Pedro Antonio Fernández de Castro se encontraba en su despacho del palacio de Lima leyendo la carta que le ha sido enviada desde España y que viene con las firmas de la regente, la reina doña Mariana de Austria, que había sido nombrada como gobernadora de todos los Reinos, estados y señoríos, y tutora del príncipe heredero, Carlos II de Austria, por su difunto esposo el rey Felipe IV, y de su valido y confesor, el padre jesuita Juan Everardo Nithard, que le había acompañado en el año de 1649 a Madrid desde la corte de Viena para desposarse con el rey de España y le aconsejaba no sólo en su vertiente espiritual y religiosa, sino también en la controvertida vertiente política que se había convertido en una verdadera vorágine de acontecimientos al fallecer su esposo y el príncipe de Asturias, del que era a la vez madre y prima pues su madre era hermana de Felipe IV, el Grande o el Rey Planeta, ser todavía menor de edad ya que en el momento del fallecimiento de su padre contaba con tan sólo cuatro años de edad.
Fue precisamente Nithard el que le nombró virrey del Perú en el año de 1667, llegando al puerto de El Callao el día 9 de noviembre para tomar posesión de su cargo veintidós días después, seguramente por ser un católico muy devoto y muy cercano a los jesuitas.

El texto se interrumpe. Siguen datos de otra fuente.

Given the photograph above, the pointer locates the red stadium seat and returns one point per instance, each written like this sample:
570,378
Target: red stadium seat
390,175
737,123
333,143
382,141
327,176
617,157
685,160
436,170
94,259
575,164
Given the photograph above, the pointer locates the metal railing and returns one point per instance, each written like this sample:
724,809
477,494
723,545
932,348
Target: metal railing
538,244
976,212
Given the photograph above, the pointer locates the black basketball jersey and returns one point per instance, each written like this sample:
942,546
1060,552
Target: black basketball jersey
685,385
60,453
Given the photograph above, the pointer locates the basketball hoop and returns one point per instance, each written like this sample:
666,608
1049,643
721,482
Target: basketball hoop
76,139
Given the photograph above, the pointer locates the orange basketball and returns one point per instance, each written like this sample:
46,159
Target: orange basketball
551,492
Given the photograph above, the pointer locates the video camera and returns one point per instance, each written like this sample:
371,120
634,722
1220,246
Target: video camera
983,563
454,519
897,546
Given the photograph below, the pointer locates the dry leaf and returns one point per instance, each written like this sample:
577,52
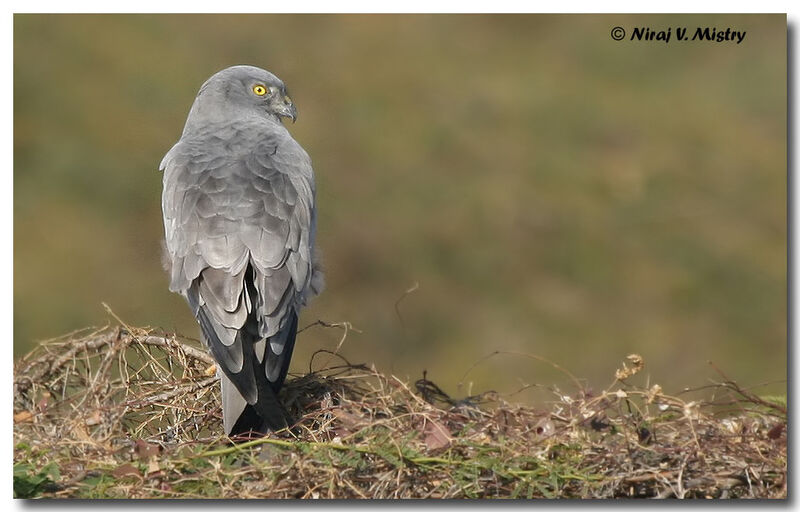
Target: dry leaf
94,419
23,416
776,431
436,435
145,450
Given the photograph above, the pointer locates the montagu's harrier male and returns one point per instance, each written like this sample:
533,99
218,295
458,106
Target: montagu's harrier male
239,221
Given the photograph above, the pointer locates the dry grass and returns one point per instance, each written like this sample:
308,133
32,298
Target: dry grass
131,413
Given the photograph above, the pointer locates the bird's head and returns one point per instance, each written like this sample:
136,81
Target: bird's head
241,91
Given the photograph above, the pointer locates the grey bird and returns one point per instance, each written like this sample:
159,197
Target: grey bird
239,223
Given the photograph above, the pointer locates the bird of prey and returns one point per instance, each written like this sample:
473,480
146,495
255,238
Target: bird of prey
239,223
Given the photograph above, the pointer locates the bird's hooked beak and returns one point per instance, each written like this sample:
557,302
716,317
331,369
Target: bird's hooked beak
287,109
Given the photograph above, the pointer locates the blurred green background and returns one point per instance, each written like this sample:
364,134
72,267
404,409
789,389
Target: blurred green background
552,191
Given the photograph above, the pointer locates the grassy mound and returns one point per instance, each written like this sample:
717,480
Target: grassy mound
122,412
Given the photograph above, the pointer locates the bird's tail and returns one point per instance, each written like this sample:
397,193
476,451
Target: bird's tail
263,414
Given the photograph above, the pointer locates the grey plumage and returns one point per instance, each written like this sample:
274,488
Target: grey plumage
240,222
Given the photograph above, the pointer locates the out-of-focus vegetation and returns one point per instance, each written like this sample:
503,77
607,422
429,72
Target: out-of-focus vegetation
552,191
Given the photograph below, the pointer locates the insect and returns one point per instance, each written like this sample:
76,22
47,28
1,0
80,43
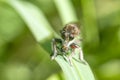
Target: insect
69,42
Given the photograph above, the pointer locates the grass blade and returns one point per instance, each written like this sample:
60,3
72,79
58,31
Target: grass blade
37,23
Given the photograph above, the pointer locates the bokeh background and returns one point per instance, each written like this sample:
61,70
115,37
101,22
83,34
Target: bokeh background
22,58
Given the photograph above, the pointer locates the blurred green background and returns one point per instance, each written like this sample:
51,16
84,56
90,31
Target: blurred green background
21,57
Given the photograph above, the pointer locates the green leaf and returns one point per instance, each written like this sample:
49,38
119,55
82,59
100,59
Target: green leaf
43,33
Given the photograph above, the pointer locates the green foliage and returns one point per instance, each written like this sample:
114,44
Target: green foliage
27,27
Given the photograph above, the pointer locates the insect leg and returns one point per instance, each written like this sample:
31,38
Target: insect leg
54,49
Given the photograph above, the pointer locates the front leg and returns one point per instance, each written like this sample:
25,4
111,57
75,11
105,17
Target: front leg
54,47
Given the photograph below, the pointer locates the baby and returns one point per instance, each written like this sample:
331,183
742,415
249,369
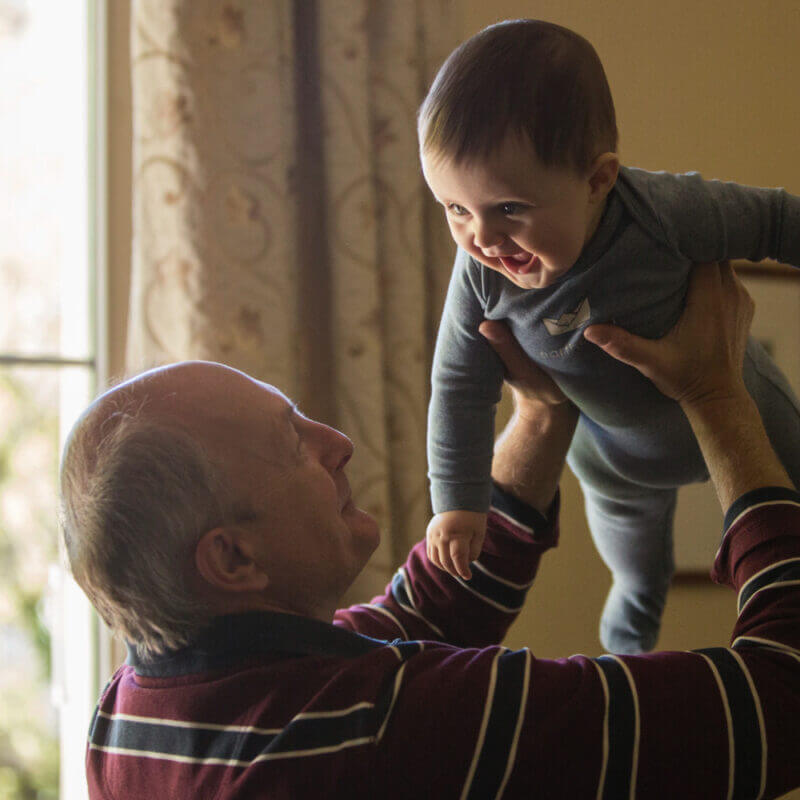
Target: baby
518,142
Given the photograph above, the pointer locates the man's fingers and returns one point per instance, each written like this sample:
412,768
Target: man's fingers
620,344
505,345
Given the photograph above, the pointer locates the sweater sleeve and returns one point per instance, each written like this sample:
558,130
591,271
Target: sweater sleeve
713,723
708,220
423,602
465,387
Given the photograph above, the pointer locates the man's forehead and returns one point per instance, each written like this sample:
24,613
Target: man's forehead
202,389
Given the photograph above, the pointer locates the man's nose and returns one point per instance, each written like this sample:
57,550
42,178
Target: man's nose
336,448
485,235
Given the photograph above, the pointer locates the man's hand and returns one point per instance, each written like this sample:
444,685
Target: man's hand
454,539
699,364
701,357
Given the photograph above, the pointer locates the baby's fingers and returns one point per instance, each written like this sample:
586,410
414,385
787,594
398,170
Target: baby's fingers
460,557
444,549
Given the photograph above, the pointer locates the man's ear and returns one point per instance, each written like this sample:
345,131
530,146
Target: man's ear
226,559
602,176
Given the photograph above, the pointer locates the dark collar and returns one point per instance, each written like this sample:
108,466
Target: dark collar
235,638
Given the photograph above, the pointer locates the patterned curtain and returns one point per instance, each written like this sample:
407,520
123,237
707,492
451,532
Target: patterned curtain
281,224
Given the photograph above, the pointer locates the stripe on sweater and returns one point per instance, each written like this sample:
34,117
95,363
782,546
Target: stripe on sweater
403,594
498,737
748,748
307,734
783,572
619,769
496,591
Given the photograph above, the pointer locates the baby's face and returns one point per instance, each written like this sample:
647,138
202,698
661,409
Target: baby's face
524,220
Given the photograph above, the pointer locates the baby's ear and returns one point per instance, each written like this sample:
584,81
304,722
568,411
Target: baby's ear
603,175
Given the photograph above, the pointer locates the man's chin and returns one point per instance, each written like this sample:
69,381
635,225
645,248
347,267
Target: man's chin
362,525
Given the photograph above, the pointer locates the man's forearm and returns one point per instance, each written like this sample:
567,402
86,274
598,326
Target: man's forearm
735,446
529,454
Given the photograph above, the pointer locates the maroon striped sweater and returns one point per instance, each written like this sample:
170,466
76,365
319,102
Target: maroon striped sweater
410,696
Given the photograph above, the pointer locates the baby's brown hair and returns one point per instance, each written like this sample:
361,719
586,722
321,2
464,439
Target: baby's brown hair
526,77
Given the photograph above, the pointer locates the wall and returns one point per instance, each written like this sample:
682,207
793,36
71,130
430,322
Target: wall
697,86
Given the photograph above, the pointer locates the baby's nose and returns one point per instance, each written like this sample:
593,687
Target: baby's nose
484,236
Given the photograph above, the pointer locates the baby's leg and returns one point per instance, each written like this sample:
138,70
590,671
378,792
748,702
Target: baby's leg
634,537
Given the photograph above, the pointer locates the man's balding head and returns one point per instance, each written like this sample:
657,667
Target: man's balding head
138,488
194,490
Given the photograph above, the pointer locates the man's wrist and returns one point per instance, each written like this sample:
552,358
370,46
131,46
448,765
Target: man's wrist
735,445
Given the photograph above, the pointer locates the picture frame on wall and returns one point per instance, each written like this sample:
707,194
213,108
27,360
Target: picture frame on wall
775,288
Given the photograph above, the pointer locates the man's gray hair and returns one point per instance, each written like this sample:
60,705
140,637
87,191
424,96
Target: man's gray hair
137,494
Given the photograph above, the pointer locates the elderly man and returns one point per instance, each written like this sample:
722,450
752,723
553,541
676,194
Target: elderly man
212,525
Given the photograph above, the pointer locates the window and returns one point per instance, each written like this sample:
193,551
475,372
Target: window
51,146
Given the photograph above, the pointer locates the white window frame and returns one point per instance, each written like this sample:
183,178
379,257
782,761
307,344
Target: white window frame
83,658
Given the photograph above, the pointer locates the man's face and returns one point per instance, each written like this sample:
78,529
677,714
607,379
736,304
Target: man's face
524,220
308,536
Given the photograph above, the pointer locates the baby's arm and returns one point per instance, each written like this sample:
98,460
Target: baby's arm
716,220
455,538
466,381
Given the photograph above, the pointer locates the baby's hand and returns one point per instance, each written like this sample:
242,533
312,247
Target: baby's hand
454,539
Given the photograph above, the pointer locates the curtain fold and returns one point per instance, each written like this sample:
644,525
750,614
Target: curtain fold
281,224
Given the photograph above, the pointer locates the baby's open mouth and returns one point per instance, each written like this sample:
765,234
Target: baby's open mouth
520,263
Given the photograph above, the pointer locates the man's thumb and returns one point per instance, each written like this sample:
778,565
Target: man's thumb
618,343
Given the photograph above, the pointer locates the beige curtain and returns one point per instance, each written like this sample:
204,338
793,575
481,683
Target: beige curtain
281,224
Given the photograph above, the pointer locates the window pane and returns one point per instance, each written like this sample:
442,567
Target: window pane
29,446
43,175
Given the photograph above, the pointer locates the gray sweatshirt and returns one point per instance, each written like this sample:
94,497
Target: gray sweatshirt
634,273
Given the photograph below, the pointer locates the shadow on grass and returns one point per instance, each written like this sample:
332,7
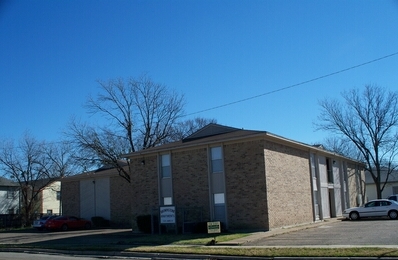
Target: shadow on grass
115,241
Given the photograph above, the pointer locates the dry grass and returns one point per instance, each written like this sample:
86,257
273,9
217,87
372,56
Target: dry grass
271,252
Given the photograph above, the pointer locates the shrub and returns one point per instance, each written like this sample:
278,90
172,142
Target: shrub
100,222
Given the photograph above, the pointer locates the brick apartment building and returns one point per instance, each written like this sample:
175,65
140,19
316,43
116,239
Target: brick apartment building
245,179
100,193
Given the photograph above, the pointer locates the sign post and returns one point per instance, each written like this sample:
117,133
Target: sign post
213,228
167,216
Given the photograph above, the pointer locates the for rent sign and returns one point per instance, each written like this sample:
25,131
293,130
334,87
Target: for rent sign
168,215
213,227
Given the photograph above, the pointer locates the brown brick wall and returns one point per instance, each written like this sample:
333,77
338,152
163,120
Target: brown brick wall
70,195
144,184
190,180
354,184
245,185
120,200
288,185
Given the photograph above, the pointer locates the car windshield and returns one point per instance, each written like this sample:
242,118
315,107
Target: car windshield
394,202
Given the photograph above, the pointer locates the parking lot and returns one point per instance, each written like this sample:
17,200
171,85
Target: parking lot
379,232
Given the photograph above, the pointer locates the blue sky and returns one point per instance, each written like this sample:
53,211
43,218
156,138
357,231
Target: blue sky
214,52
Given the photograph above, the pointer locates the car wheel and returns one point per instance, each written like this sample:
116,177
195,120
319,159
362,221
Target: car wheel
393,214
354,215
64,227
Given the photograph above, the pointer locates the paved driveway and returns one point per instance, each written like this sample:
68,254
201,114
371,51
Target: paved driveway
372,232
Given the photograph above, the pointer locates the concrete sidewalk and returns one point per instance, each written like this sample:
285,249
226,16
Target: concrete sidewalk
259,235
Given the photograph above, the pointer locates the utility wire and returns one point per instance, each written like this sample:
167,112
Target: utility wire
295,85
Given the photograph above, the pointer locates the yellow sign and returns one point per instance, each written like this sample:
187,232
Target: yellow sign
213,227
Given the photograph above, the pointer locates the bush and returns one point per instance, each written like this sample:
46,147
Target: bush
100,222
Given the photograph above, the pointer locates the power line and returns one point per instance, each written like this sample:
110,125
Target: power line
295,85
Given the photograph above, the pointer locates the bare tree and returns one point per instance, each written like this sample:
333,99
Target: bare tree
185,128
369,119
33,165
140,113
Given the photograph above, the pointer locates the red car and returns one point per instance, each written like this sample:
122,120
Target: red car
67,222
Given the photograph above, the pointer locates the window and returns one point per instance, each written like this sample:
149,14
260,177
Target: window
216,160
11,194
329,168
219,198
165,166
167,201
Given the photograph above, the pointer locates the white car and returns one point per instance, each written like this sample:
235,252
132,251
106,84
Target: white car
373,208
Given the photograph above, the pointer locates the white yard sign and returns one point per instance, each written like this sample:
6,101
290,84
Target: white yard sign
168,215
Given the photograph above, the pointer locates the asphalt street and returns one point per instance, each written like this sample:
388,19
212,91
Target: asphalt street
336,233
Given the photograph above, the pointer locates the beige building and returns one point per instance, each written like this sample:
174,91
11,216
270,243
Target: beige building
100,193
49,198
251,180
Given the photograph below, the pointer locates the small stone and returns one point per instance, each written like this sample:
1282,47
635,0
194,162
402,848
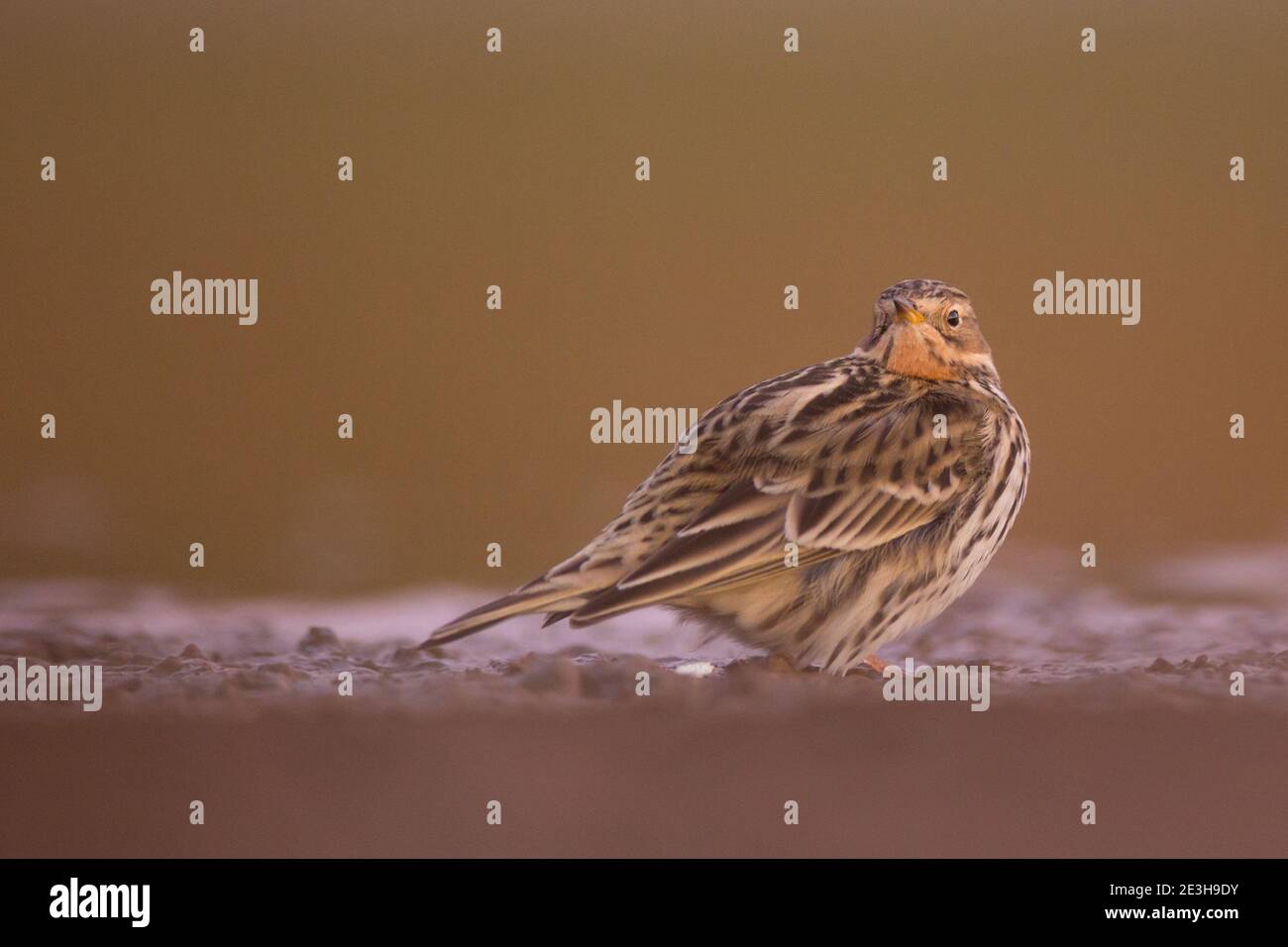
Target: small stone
167,665
318,637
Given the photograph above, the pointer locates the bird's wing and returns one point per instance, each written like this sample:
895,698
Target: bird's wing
838,458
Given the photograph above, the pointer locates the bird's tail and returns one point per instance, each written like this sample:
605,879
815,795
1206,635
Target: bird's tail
541,595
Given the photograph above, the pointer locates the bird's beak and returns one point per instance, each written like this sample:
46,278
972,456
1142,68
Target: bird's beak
906,312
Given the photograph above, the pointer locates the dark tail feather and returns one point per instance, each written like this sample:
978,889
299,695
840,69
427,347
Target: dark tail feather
519,602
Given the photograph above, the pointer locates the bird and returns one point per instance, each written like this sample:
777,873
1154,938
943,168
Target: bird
819,514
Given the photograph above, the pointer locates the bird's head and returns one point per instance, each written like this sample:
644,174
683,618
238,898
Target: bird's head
927,329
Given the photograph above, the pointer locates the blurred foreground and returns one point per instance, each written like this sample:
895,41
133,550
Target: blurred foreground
1121,696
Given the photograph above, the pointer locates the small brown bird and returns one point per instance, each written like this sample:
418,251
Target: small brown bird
824,512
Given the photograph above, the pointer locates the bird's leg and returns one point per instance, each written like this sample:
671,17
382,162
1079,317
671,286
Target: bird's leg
781,664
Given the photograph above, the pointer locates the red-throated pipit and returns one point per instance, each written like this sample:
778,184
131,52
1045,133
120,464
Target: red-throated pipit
823,512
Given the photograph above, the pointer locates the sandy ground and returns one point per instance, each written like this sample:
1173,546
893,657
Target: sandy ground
1098,693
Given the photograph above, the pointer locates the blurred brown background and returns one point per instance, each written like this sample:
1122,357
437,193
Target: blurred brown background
518,169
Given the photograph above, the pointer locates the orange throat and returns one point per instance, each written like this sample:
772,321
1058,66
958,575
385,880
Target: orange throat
912,355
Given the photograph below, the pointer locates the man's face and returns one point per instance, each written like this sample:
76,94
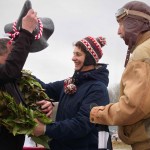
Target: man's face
4,56
121,30
78,58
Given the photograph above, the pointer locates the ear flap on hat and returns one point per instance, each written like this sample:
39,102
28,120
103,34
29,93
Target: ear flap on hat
48,29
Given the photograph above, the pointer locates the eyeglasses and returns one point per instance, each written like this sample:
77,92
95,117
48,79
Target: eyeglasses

La misiva que acaba de leer el conde de Lemos no deja lugar a ninguna duda. En la Cédula Real de 1531, sancionada por el gran emperador Carlos, éste ordenaba sin ningún tipo de dudas que todos los marinos que fuesen a las Indias debían llevar cada uno de ellos en su navío la cuantía que a su entender les pareciese suficiente de plantas de viñas y de olivos, de tal manera que ninguno podría partir del puerto de origen sin que en las bodegas del barco no hubiese alguna cantidad.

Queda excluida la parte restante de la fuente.